Academic Institutions and Identity Theft
Resource: Interview with Brian Lapidus (Senior VP of Kroll Fraud Solutions) by University Business
Academic institutions store an ever-growing database of personal information varying from information from past applicants, alumni, current students, and faculty. This expanding database is making academic institutions a prime target for identity thieves, identity theft, and data security breaches. Data breaches are a main risk because of the large amount of Personal Identifying Information (PII: the information that is useful for fraudulent activity) containing financial data (tax receipts, account information, credit), health information (medical and insurance records), personal identifiers (Social Security numbers and university IDs), class lists, student records, and research data.

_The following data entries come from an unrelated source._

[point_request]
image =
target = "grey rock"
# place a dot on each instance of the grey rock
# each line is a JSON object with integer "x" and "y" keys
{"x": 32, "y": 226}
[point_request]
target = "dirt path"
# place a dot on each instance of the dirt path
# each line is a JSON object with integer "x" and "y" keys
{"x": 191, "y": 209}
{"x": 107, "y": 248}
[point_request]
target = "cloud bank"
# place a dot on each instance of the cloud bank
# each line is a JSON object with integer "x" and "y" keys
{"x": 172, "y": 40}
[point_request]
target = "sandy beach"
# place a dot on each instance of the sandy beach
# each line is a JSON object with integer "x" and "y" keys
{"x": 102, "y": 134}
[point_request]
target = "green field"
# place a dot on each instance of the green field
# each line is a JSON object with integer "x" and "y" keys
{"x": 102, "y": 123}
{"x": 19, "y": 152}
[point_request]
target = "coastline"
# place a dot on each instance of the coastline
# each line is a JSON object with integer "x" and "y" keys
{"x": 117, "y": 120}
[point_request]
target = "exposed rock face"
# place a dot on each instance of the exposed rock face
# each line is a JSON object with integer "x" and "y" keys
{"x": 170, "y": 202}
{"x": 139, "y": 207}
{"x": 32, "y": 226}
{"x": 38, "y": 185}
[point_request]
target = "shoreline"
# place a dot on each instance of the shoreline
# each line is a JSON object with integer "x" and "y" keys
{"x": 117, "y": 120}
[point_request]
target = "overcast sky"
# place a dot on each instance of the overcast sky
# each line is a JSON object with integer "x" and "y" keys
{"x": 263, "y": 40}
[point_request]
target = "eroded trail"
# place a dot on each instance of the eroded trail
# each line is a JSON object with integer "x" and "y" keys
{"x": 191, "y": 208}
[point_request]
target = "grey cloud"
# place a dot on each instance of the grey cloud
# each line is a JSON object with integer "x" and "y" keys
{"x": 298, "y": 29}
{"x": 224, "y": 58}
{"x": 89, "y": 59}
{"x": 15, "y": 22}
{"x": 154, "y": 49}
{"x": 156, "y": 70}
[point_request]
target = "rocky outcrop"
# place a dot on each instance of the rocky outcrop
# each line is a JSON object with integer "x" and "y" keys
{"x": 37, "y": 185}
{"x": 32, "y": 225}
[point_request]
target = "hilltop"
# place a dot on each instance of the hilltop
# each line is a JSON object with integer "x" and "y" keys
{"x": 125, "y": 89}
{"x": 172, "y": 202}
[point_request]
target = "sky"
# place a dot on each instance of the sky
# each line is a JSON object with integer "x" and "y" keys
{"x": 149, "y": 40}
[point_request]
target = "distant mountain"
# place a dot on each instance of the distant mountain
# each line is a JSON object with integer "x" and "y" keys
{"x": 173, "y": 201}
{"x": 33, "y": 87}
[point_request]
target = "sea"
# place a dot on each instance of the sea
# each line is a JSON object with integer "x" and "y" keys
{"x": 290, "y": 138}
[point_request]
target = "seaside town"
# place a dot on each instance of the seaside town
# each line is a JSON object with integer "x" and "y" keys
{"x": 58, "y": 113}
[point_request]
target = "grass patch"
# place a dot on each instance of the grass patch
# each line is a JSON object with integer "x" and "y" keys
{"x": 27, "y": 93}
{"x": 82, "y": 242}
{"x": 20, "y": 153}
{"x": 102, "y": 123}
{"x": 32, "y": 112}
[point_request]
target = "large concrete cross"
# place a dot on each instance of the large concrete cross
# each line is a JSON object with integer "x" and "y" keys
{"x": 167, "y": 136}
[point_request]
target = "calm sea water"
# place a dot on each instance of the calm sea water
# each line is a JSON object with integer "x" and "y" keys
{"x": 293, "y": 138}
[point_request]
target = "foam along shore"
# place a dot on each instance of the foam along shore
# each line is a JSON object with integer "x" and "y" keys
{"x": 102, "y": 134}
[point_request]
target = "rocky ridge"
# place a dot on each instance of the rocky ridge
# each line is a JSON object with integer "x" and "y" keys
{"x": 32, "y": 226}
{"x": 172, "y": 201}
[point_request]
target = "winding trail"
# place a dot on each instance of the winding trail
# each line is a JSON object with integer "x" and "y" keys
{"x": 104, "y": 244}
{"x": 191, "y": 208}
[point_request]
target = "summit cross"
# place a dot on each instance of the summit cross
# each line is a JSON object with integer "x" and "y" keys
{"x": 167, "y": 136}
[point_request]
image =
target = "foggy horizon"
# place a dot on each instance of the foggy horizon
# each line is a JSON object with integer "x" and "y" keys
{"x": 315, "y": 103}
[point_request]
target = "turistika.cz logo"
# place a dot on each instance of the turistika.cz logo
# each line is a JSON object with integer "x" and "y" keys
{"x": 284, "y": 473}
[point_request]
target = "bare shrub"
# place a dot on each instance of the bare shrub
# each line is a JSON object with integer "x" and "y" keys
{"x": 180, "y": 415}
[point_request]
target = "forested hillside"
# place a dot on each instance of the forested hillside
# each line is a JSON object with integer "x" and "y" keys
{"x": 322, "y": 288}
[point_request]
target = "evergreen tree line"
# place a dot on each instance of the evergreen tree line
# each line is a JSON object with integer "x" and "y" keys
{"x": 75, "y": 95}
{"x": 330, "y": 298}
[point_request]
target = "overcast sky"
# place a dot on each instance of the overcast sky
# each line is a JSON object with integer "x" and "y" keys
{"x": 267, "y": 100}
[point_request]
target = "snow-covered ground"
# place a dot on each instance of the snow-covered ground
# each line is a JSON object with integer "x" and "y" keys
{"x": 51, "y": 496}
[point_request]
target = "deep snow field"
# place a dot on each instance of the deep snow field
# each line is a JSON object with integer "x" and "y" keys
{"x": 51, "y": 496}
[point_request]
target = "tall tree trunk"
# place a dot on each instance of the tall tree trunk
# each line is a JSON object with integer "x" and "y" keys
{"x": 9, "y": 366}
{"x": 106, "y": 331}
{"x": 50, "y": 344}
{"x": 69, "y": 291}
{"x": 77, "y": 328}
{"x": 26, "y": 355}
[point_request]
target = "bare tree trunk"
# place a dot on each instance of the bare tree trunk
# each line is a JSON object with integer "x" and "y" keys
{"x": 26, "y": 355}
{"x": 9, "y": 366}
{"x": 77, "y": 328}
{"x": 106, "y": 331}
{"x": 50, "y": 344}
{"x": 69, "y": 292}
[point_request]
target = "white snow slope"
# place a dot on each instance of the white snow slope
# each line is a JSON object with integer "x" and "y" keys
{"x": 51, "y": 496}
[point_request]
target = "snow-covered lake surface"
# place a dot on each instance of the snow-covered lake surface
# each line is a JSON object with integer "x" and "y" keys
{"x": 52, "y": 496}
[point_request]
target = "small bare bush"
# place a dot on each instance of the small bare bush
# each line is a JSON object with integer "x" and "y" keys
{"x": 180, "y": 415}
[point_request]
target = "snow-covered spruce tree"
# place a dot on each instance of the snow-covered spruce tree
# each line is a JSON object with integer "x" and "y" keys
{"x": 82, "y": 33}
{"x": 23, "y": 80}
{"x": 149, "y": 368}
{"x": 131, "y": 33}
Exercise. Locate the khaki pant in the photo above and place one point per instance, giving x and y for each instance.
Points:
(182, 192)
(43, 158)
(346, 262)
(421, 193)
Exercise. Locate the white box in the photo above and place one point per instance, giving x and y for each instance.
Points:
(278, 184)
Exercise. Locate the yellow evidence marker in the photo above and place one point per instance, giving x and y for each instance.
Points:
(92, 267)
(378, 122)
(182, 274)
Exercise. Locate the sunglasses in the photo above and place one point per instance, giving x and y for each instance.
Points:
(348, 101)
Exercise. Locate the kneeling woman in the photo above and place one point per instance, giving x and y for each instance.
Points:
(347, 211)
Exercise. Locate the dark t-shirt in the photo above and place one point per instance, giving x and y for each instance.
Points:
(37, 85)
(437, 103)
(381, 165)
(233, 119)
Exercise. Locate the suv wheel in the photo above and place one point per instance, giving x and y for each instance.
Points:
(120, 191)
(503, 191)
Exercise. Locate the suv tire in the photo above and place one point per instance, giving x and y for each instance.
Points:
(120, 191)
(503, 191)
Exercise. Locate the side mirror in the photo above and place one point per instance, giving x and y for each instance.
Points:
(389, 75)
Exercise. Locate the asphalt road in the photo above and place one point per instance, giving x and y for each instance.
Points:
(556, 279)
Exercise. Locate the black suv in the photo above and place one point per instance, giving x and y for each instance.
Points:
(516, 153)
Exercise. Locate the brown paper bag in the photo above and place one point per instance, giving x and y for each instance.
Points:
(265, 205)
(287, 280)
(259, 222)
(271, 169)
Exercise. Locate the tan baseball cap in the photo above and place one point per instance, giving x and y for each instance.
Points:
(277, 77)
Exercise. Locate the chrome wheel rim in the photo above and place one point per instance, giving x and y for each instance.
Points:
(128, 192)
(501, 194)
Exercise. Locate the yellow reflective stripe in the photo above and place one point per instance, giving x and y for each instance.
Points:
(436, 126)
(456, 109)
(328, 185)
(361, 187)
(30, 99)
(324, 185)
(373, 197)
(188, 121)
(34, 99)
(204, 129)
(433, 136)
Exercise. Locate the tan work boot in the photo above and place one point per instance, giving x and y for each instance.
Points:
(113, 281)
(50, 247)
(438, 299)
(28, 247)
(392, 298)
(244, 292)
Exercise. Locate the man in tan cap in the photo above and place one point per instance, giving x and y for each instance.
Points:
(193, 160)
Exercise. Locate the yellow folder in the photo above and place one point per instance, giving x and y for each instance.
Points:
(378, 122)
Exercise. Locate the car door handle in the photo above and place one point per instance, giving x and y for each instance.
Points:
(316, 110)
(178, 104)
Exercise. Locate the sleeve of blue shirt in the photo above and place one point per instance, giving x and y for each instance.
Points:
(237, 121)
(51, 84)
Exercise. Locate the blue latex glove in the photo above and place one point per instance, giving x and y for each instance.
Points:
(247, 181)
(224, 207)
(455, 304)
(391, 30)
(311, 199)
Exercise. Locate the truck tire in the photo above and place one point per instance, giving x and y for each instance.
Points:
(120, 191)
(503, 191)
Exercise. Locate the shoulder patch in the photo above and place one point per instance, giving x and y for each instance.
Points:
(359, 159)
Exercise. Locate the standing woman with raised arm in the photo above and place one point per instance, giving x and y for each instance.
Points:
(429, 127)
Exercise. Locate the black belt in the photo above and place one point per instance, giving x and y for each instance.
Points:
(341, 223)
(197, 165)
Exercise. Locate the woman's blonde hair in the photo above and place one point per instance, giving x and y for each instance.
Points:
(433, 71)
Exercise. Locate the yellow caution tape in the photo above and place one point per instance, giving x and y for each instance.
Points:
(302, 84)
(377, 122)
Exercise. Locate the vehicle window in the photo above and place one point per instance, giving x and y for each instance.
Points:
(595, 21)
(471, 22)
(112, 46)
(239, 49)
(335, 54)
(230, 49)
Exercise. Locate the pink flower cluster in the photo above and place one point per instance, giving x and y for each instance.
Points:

There has been a major increase in the incidence of academic data breaches. Due to the nature of academic populations (changing approximately every 4 years), there tends to be a lot of unnecessary data held for long periods of time that leaves a lot of people at risk. Those at risk include: former applicants, alumni, current students and their families, loan co-signers on student loans, foreign-exchange students, and professors and school employees.
Academic institutions seek to foster a culture of trust but a data breach and the recovery/clean-up afterwards can have a negative effect on an institution’s brand and culture and even monetary donations and alumni support.
Mistakes made by academic institutions that are being made today:
- The use of Social Security numbers as a primary method of student identification
- The use of flash drives, unsecured wireless networks, and laptops to store and transmit personal identifying information.
- The unnecessary accumulation of personal identifying information.
- Don’t acquire information unless its needed.
- Minimize the number of places where information is retained.
- Purge the data once the need for it has expired.
To better protect themselves in order to prevent data breaches, academic institutions should design and implement a strategy of policies for data minimization and privacy procedures regarding the use of personal identifying information and network security. These plans must be shared with staff and students. Regular audits should be conducted to maintain compliance.